Um ex-executivo da Stratton Oakmont, empresa que foi retratada no filme "O Lobo de Wall Street", está processando o ator Leonardo DiCaprio e os produtores do longa por difamação. Andrew Greene, que foi o diretor jurídico da empresa nos anos 1990, entrou com a ação em 2014 afirmando que o personagem Nicky ‘Rugrat’ Koskoff (interpretado por P.J. Byrne) foi inspirado nele e que os crimes que ele comete no filme refletem negativamente na sua imagem.

Na última segunda-feira (5), a revistaThe Hollywood Reporter obteve os depoimentos de DiCaprio e dos produtores. A defesa de Greene está argumentando que os atores e produtores fizeram uma pesquisa mal feita e, portanto, o que foi refletido no filme não condizia com a realidade.
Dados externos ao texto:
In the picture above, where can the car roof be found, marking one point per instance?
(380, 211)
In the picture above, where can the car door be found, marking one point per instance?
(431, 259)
"Eu fiz um tour de Wall Street, li o livro e observei as pessoas que andavam pela rua. Fora isso, não me lembro de mais nada", disse DiCaprio no depoimento, explicando como estudou o personagem que interpretou no longa, Jordan Belfort, então presidente da empresa. Em seu depoimento, Martin Scorsese, diretor do filme, afirma que não conversou com ninguém que era da companhia e baseou seu roteiro em um livro escrito pelo próprio Jordan Belfort.

A defesa de Greene afirmou que Jordan Belfort tem má reputação e tendência em contar mentiras. Portanto, seu livro seria uma má interpretação dos fatos. Os advogados ainda afirmam que, como ninguém que trabalhou na empresa foi consultado, o roteiro é falho e sujeito a cometer difamações e injúrias contra as pessoas nas quais os personagens foram inspirados.

Se os argumentos de Greene forem aceitos pela juíza, o caso deve ir a julgamento ainda neste ano. Juristas procurados pela revista acreditam que a indústria cinematográfica pode mudar completamente caso ele ganhe a ação.